CD4049 flip flop question

[Groovenut]

Today I was experimenting with this circuit snippet from R.G.s 4053 bypass article


I accidentally connected like this


The flip flop still functions. Are there any issues with this connection?

Also, if I wanted to guarantee power on state to output high, could I connect a small cap from VCC to pin 5 (my schematic, pin 7 on R.G.s) or if I wanted to guarantee on state to output low connect said small cap from VSS to pin5 (pin 7)?

In my experiments this appears to work fine without any additional current draw or switching irregularities.

[R.G.]

Interesting. I would have thought that it wouldn't operate. Shows what I know. But now that I think about it, there has to be some minimum value for the cap to ground to make it work.

Here's how the first FF works. The 7-6 inverter has an output which is the reverse of its input state (duuh, it's an inverter). The cap to ground eventually pulls up to the output voltage on pin 6 and just sits there. Meanwhile,  the 5-4 inverter inverts the pin 6 logic value and drives pin 7 with that inverted-inverted signal through the around-two-stages feedback resistor, so this reinforces the condition that 7-6 was already in, and the two inverters hold themselves in the state they're in already.

When the pushbutton is pushed, it temporarily connects the cap to the pin-7 input. The cap is charged to the opposite logic state of the pin 7 input, and is a low enough impedance to drag the high impedance pin 7 input along with it. The 5-4 inverter output doesn't like this, particularly, but is separated from the pin 7 input by that 100K resistor, so the cap wins. The 7-6 inverter changes state.

This would be a timing issue, but the cap can't instantly change state because of the resistor in series with it. So pin 6 inverts, which makes the 5-4 inverter change, and reinforce what the cap is telling the pin 7 input to do. The flop has flipped and is now stable in the new state.

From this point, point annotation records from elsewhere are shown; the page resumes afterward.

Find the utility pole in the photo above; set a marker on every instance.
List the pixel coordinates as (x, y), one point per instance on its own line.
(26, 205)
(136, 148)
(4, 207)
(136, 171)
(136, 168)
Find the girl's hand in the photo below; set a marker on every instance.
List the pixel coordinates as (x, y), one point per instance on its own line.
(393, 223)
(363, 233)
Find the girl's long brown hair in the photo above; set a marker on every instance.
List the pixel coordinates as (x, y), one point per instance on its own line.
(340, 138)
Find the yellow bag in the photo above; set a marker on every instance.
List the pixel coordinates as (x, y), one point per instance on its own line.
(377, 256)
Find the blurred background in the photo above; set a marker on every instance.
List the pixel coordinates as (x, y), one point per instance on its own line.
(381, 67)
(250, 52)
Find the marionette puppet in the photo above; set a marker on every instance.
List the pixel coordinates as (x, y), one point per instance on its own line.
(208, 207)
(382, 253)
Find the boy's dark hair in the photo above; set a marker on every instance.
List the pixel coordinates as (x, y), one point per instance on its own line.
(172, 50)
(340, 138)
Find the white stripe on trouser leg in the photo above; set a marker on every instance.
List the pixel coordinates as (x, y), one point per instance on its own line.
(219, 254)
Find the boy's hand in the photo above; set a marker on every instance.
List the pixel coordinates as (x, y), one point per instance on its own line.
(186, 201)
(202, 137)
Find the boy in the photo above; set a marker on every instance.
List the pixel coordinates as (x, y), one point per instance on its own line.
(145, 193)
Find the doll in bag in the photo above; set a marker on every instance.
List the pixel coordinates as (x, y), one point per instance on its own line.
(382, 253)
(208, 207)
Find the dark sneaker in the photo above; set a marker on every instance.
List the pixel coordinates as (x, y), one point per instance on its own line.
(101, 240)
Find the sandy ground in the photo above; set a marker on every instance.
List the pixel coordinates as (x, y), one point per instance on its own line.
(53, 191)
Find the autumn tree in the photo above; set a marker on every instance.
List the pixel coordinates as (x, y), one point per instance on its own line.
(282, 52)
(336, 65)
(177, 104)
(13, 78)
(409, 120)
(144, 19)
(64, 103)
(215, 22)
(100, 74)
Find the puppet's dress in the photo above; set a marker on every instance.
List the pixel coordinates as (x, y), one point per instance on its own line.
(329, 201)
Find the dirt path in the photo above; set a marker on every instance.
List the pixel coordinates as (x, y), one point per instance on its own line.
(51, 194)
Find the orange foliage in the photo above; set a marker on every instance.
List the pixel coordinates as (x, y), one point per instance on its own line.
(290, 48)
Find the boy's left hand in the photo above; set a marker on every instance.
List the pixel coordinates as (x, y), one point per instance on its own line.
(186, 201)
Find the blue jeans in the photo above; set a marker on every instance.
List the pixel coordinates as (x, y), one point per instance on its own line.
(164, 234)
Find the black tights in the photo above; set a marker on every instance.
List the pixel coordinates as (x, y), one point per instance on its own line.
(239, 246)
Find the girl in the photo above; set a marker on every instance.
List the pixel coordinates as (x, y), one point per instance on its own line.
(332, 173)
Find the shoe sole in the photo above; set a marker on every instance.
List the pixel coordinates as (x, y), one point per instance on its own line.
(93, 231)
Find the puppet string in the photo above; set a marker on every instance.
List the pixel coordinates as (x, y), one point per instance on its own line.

Your connection apparently does work, but it does so the hard way. The cap has enough charge stored to temporarily overwhelm the pin 4 OUTPUT, unprotected by a resistor, and forces the pin 11 input AND the pin 4 output to change state at the same time. It's got to be based on how much charge is stored in the cap, and there has to be some value of capacitor below which it will not work.

If it's at all possible, get a resistor after pin 4 and before the connection of pin 11 and the pushbutton. It will be less demanding on the cap, and lower the current pulses you see on the power supply when the cap and pin 4 duke it out.

[Groovenut]

That it works seems to be somewhat load dependent and precariously balanced. I had it driving a totem pole latching relay driver and it worked very consistently driving about 500uA. It's too temperamental to use, IMO, but thought it would be an interesting discussion that it worked at all.

Thanks RG!!

Oh and do you have any suggestions for a way to guarantee power on state?

[anotherjim]

Possible the unrestricted pulse of current from operation will pass down a daisy-chain power supply to make it & any other active pedals pop. The inverter output mosfets have some "on" resistance which you are relying on. Try to find the lowest value to fit in series with the switch so there is some limiting. Maybe 470R to 1k will be ok.

I'd expect the cap to be discharged at power on giving a low output state from 2nd inverter. A reverse diode - anode to switched end of the cap to +supply should ensure this - it would bleed off cap charge (if cap was charged high) into the supply when power goes off as the chip supply volts falls.
Then you have the 1st inverter output always high on power up. If a 3rd inverter is free, you can always add that to output high from the 2nd inverter.

[Groovenut]

R.G.

Is there any reason a 40106 would not sub for the 4049 in this circuit?